Rebecca Sutton Koeser bio photo

Rebecca Sutton Koeser

Lead Developer, The Center for Digital Humanities at Princeton University

Twitter LinkedIn Github ORCID iD Keybase Humanities Commons

The Digital Humanities community and Agile software development process both encourage reflection and retrospection, taking time to learn from successes and failures.

Derrida’s Margins is the first project that the CDH Development & Design Team completed and made publicly available, which means there were a lot of “firsts” we hit with this project. That also means we made some mistakes, and learned a lot in the process. Here are some of the lessons learned that I’m working to carry forward on other projects so that we can do better next time.

Overview

Many of these lessons may seem pretty obvious in hindsight, and maybe that’s always the case — but the problems were not obvious when we were in the thick of things trying to get the work done.

Disconnects between developers and designers

Discrepancies between understanding of features and what is in scope

There’s always more than one way to describe a set of features. This is something that’s become much more clear to me over the past two years at CDH: I tend to work from text description of features, both high-level lists of features and more granular user stories that can be implemented and tested. However, not everyone is so text-oriented! (Alan Jacobs once suggested to me that programmers and poets share an uncommon text orientation, something I’d love to think about and investigate more at some point.) Visual depictions of features are very compelling, and sometimes much more comprehensible to our collaborators.

Software Architecture ≈ Sitemap; User Stories ≈ Site Flow; Software testing ≠ Design testing

Parallels and mismatches between the software development and design processes. Diagram by Xinyi Li and Rebecca Sutton Koeser.

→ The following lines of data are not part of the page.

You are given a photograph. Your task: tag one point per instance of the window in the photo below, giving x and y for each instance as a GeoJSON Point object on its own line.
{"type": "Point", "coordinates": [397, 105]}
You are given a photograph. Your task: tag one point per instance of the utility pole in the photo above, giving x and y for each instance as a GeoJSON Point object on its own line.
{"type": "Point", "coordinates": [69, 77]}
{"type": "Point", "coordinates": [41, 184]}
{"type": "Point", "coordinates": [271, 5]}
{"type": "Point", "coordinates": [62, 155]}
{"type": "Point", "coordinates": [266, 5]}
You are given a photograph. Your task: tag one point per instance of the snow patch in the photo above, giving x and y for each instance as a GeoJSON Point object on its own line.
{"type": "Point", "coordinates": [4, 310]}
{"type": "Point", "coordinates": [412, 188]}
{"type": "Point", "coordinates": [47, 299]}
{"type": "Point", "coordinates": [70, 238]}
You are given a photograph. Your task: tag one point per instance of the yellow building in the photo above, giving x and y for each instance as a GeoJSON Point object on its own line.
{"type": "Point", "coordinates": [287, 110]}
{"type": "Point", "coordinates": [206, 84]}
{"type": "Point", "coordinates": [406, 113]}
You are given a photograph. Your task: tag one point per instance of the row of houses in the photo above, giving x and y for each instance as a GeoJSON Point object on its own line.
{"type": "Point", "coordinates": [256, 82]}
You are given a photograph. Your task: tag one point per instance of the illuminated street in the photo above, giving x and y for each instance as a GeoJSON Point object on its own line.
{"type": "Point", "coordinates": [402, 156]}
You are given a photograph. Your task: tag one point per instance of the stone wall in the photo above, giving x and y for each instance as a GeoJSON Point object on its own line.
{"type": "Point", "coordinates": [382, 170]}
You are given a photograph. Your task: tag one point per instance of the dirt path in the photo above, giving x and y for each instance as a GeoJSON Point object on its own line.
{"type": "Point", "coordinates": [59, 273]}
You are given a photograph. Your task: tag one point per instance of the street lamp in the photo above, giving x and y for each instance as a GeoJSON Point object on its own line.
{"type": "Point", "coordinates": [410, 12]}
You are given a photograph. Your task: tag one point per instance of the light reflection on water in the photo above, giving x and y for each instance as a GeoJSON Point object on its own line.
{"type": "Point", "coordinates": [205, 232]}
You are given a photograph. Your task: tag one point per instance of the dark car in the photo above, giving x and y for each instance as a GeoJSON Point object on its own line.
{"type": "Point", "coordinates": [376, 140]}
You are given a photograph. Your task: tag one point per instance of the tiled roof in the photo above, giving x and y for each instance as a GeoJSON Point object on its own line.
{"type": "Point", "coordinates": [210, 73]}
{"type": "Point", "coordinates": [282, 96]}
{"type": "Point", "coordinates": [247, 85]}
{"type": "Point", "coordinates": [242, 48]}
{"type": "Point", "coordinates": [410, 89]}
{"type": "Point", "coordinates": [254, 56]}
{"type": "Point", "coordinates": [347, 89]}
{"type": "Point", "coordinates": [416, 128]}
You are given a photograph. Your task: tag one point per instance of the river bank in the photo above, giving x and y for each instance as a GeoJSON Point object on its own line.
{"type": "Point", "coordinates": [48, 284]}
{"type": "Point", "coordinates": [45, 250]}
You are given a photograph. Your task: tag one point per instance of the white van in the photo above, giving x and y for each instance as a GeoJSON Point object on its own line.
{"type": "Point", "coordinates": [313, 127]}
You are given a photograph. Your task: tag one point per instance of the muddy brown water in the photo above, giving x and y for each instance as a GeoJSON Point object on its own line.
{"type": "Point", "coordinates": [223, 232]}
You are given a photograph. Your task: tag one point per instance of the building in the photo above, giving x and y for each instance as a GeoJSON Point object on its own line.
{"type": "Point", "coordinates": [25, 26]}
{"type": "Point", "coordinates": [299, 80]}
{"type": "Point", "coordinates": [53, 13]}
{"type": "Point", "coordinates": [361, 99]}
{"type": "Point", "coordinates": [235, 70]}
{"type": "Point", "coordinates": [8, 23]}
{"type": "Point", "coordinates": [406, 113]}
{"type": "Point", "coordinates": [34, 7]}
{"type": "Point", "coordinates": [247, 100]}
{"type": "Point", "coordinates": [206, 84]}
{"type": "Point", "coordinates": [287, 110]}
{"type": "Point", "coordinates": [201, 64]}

Sitemap → Site Flow → Interface Wireframe → Art Direction → Design Mockup

Design process, showing iteration within sequential phases. Diagram by Xinyi Li.

The discrepancies between describing and documenting which features are in scope were particularly difficult on this project because our last UX Designer used a process that was much more waterfall in nature, even as I was working to progressively shift my team to a more agile, iterative model for developing the software. Individual phases of her process were iterative, but she designed everything at once, including features that we did not plan to build for the first public release (which we describe internally as Minimum Viable Product, or MVP, although we also have had some conversations about how well that works for scholarly software). This is confusing for stakeholders, because they see features designed that we don’t plan to implement, and it’s confusing for developers because it’s much easier to work from the designer’s specifications than to refer to a list of features or user stories about what exactly should be built now.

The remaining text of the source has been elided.